Les pères synodaux et le pape se sont trouvés bien seuls à chercher comment faire vivre les hommes au rythme de la vie chrétienne, aujourd’hui. Jusqu’au cœur de leurs débats il s’est trouvé des personnes plus occupées de leur parti que de la recherche du juste. Il n’est pas habituel dans la vie de l’Eglise de voir des cardinaux s’exprimer publiquement, contre le pape ou contre leurs frères dans l’épiscopat avec la véhémence que nous avons vu ces derniers temps. En ce sens, le document de synthèse qui vient d’être publié, même s’il mécontente, est une belle réussite d’apaisement. Il ouvre une voie d’un an pour réfléchir au meilleur chemin à emprunter pour que la famille du XXIe siècle puisse se sentir accueillie par son Dieu et apte à vivre à son diapason.

La réflexion à laquelle le pape invite les évêques du monde et les fidèles est une nécessité. Durant ces semaines, nous avons préféré nos partis, nos petites doctrines parées des oripeaux de la grande doctrine de l’Eglise, et nous en avons oublié Dieu.

Parmi les tenants du magistère actuel, ou de la théologie de la famille enseignée par le bienheureux Paul VI puis saint Jean-Paul II les tribuns n’avaient que la saine doctrine à la bouche. Pour eux, il fallait sauver la doctrine, la vérité, le magistère, la tradition. Mais ces choses, invoquées seules, ne sont que des lettres mortes. Elles sont l’expression vivante de la loi de Dieu, de ses droits sur sa Création, et de sa volonté pour nos vies. Or, Dieu fut l’absent de ces diatribes. On a vu des évêques s’insurger contre le sabotage du magistère issu des quatre précédents pontificats. On a entendu des prêtres s’inquiéter de ce que les vingt dernières années de leur pastorale auprès des couples allaient devenir caduques et les faire passer pour des faussaires. Tout cela fut un grand numéro de « moi je », « moi je ». Mais des droits de Dieu il ne fut jamais question. De sa loi inscrite dans la Bible et la Tradition, très peu parlèrent.

Les partisans d’une évolution magistérielle vers l’accès à la communion pour les divorcés remariés ou vers la reconnaissance de fait des unions homosexuelles n’avaient que la charité à la bouche, mais de Jésus Christ il fut peu question, ou bien en tronquant sa parole. L’évêque émérite d’Oran développa dans les colonnes de La Vie un très long discours essentiellement de canoniste et de moralisateur, centré sur l’homme et la sincérité de son amour.
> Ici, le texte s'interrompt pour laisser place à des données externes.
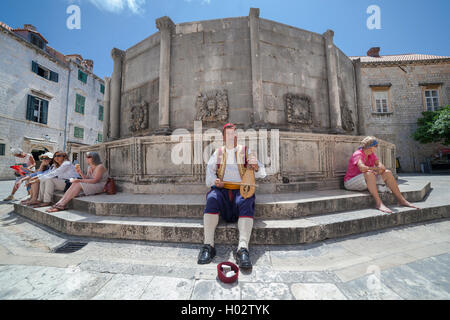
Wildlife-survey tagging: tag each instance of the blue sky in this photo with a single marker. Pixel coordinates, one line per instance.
(407, 26)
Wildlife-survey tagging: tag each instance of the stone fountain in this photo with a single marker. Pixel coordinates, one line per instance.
(293, 89)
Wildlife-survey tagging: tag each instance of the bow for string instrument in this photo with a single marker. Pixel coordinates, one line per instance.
(247, 185)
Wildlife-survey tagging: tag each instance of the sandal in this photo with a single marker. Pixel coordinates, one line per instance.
(26, 201)
(40, 205)
(55, 209)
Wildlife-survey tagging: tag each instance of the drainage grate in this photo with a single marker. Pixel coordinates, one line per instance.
(70, 247)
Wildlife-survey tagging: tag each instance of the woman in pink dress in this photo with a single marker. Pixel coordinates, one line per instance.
(91, 183)
(365, 171)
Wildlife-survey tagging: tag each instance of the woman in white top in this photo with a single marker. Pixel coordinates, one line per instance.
(91, 183)
(54, 180)
(24, 159)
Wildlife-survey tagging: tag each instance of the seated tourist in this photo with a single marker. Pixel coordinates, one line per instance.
(54, 180)
(365, 171)
(28, 163)
(91, 183)
(33, 189)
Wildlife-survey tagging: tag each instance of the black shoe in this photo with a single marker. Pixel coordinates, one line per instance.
(243, 258)
(207, 253)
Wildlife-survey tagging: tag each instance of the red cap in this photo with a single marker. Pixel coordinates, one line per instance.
(221, 274)
(228, 125)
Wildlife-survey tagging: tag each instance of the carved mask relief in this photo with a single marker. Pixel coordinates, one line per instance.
(298, 108)
(212, 106)
(139, 116)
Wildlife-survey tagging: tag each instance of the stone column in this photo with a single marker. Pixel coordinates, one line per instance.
(359, 97)
(165, 26)
(333, 85)
(106, 106)
(115, 93)
(257, 89)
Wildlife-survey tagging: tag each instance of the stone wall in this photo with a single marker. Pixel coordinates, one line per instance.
(302, 162)
(407, 104)
(247, 70)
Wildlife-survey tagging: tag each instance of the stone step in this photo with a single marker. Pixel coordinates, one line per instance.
(268, 206)
(265, 232)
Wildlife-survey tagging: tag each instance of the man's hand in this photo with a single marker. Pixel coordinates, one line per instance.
(219, 183)
(381, 169)
(253, 163)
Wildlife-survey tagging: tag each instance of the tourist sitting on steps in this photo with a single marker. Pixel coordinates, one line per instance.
(46, 167)
(29, 164)
(365, 171)
(54, 180)
(91, 183)
(229, 163)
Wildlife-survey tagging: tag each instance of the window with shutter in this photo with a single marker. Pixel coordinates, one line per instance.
(78, 132)
(381, 100)
(53, 76)
(37, 109)
(30, 108)
(34, 66)
(100, 113)
(44, 112)
(82, 76)
(79, 104)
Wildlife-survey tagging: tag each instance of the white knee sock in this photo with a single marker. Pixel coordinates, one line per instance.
(210, 222)
(245, 226)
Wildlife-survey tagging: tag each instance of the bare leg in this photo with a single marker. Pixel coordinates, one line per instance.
(34, 194)
(15, 188)
(71, 193)
(388, 177)
(372, 186)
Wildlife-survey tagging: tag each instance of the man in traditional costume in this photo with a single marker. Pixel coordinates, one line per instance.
(224, 172)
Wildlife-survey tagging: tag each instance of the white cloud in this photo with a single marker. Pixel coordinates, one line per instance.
(202, 1)
(117, 6)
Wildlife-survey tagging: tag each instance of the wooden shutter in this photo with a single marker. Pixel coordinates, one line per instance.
(79, 104)
(30, 108)
(53, 76)
(34, 67)
(44, 111)
(100, 113)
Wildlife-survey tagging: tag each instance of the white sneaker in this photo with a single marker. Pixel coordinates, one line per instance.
(9, 198)
(383, 188)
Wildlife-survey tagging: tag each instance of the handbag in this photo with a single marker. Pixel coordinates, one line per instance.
(110, 186)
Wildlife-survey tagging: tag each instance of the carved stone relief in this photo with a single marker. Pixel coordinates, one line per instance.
(212, 106)
(346, 114)
(298, 108)
(139, 116)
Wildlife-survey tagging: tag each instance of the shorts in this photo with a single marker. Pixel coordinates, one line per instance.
(358, 183)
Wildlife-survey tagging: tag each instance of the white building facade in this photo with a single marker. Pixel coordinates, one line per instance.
(48, 101)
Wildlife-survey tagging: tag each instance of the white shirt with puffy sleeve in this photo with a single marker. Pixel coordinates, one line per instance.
(231, 170)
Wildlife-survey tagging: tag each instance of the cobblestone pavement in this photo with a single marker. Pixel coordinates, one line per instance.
(409, 262)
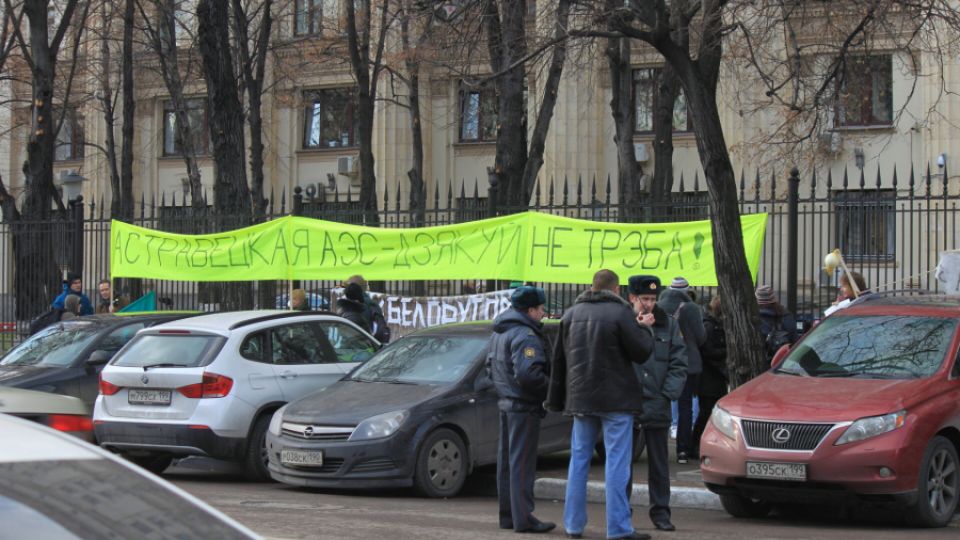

Mais n’est-ce pas l’Amour de Dieu pour sa Création qui prime ? N’est-ce pas le plan de Dieu pour l’humanité qui doit être le premier servi ? C’était le parfait écho aux discours du cardinal Kasper, présenté comme le maître à penser du pape François, qui n’a traité le problème des divorcés que sous l’angle d’une procédure juridique spécieuse et dont on devine bien que son extrême complexité la rendrait inapplicable et déboucherait sur le laisser aller et le laisser faire. Où est la clarté de la justice de Dieu ? Le pape, justement, s’est bien gardé de suivre ces chemins étroits. Mais, hélas, sa voix, qui devait être la plus écoutée, le fut moins, dans la presse, que celle des commentateurs idéologues qui ont occulté le message de Jésus Christ dont il se faisait le porte-parole.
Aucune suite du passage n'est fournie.